Vitespen (Oncophage) is a heat-shock protein (glycoprotein 96)–peptide complex derived from autologous tumor. Heat-shock proteins are involved in protein folding and are upregulated in response to stress. They bind cellular peptides and are highly immunogenic. In a study of 818 patients with cT1b–T4 N0 M0 or N1–2 M0 clear cell RCC, patients were randomized to vitespen or observation [57]. Vitespen was administered by weekly intradermal injections for 4 weeks, followed by every 2-week injections until depletion of vaccine supply or disease progression. Among 728 patients included in the intent-to-treat analysis, no difference was seen in recurrence rate between the vitespen (38 %) and observation (40 %) groups after a median follow-up of 1.9 years (HR = 0.923, 95 % CI 0.729–1.169; p = 0.506).
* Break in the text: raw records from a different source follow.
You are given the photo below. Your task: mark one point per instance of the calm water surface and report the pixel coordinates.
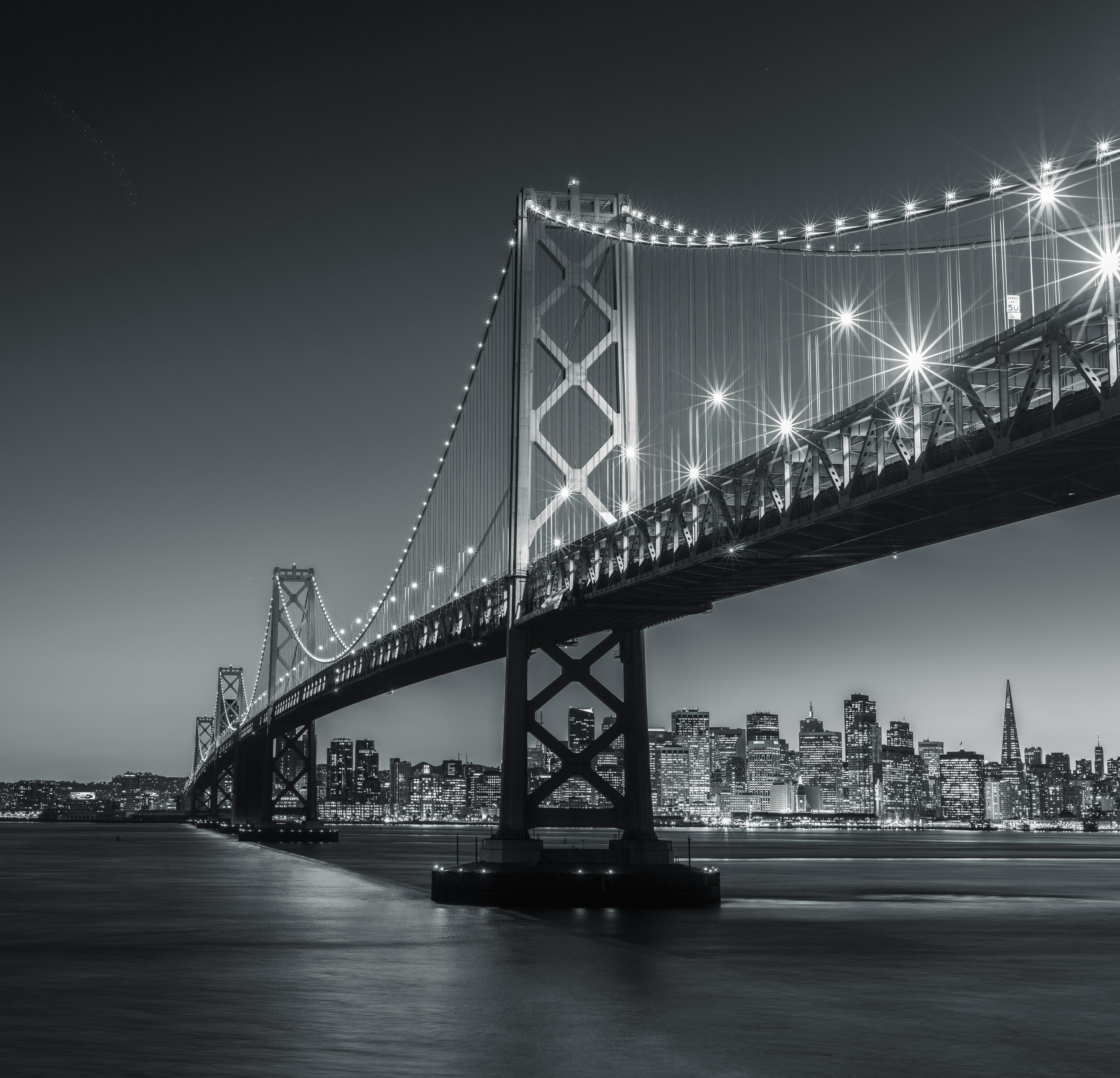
(175, 952)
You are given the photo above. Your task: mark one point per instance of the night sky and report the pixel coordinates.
(252, 364)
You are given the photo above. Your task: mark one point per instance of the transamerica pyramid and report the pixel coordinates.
(1012, 757)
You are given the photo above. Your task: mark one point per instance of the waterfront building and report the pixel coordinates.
(484, 790)
(581, 728)
(903, 775)
(673, 771)
(763, 769)
(691, 730)
(658, 737)
(367, 761)
(427, 792)
(610, 764)
(821, 760)
(1010, 755)
(454, 793)
(341, 770)
(761, 727)
(726, 742)
(900, 736)
(783, 797)
(931, 754)
(962, 786)
(863, 755)
(400, 785)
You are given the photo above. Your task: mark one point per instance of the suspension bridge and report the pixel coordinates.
(657, 417)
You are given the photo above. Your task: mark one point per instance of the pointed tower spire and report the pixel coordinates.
(1012, 757)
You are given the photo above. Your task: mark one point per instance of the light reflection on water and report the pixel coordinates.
(176, 952)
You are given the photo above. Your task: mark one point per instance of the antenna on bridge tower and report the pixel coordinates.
(575, 305)
(293, 606)
(231, 705)
(204, 738)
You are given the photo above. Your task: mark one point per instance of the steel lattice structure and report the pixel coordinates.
(657, 420)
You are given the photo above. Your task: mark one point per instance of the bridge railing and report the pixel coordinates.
(988, 395)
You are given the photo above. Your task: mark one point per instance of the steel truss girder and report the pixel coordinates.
(686, 526)
(295, 745)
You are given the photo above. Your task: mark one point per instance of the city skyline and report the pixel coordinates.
(256, 287)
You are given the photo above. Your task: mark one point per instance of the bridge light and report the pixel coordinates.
(1109, 263)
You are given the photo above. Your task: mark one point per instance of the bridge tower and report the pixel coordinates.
(575, 354)
(276, 769)
(201, 802)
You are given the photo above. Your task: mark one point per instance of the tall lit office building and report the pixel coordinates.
(690, 730)
(762, 727)
(726, 742)
(931, 754)
(962, 786)
(400, 784)
(366, 770)
(341, 770)
(673, 773)
(1011, 756)
(581, 728)
(821, 760)
(863, 755)
(903, 773)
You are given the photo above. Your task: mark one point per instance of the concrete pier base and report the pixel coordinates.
(571, 885)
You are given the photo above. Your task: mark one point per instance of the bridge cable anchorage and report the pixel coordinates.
(675, 233)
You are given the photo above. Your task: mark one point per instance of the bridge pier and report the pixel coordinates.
(274, 775)
(630, 811)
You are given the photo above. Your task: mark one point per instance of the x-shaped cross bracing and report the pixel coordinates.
(575, 377)
(577, 765)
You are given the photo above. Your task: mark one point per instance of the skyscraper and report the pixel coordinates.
(690, 730)
(762, 727)
(863, 755)
(581, 728)
(962, 786)
(367, 764)
(726, 742)
(903, 773)
(821, 760)
(1011, 756)
(931, 754)
(341, 770)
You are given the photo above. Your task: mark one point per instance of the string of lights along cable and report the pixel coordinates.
(737, 341)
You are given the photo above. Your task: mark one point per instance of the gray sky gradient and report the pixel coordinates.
(251, 366)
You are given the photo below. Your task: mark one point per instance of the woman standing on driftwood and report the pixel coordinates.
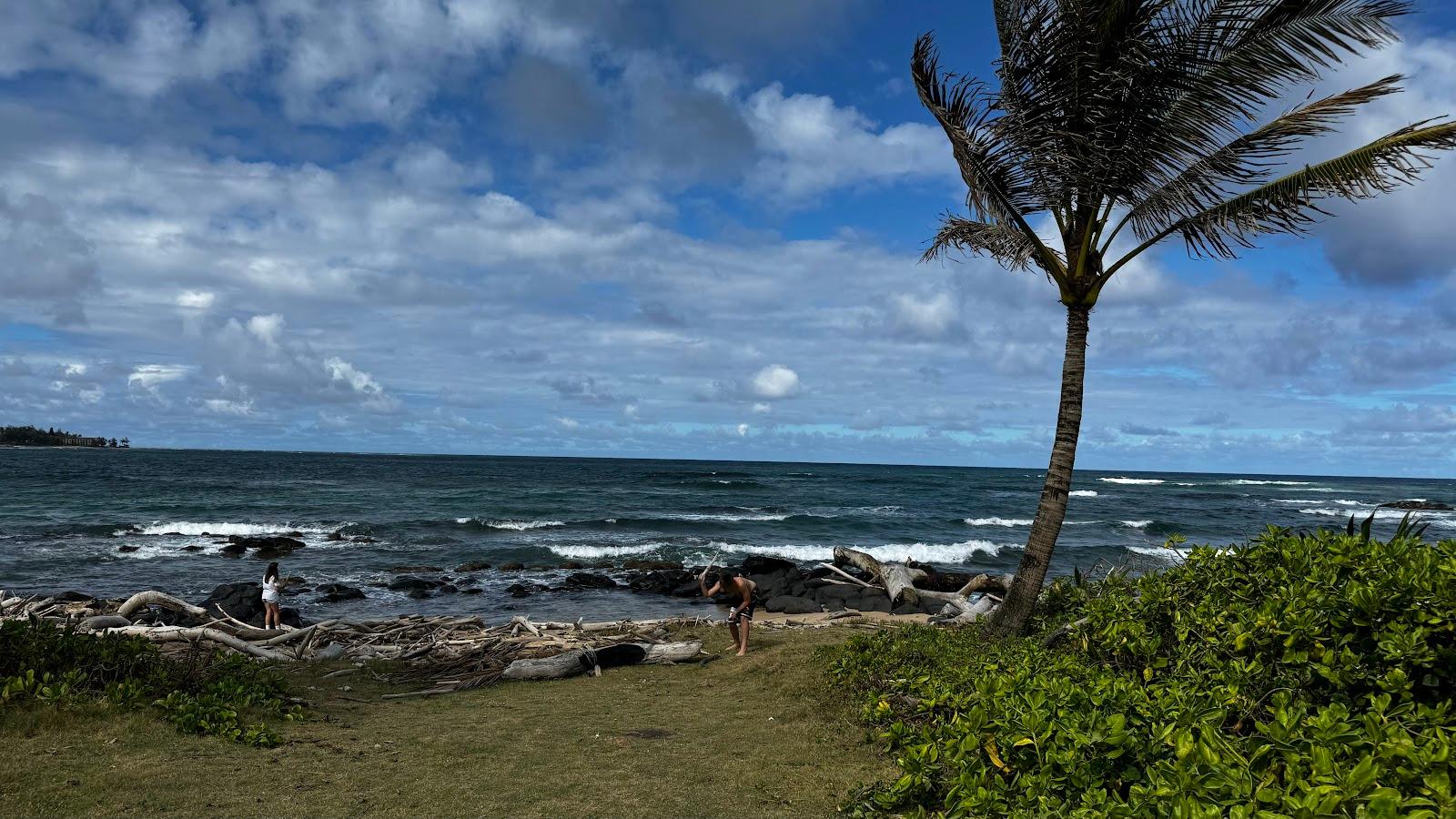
(273, 598)
(740, 615)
Subgroup analysis suggested a trend toward improved relapse-free survival in patients with stage I–II disease, with recurrence noted in 15 % of vitespen-treated patients and 27 % of observation patients (HR = 0.576, 95 % CI 0.324–1.023; p = 0.056). No overall survival difference was seen after an additional 17 months of follow-up with approximately 88 % patients alive in both groups. The trial had a number of limitations, including the inability to prepare a vaccine for 8 % of patients and a large number of subjects who were not eligible upon blinded review of the intent-to-treat population. Exclusion of these subjects in a full analysis data set resulted in a greater difference in outcomes between the vitespen and control groups but still did not meet statistical significance. Longer-term follow-up of 294 of the patients enrolled in a follow-up registry continued to demonstrate a trend toward improved outcome in lower-stage disease but without statistical significance [58].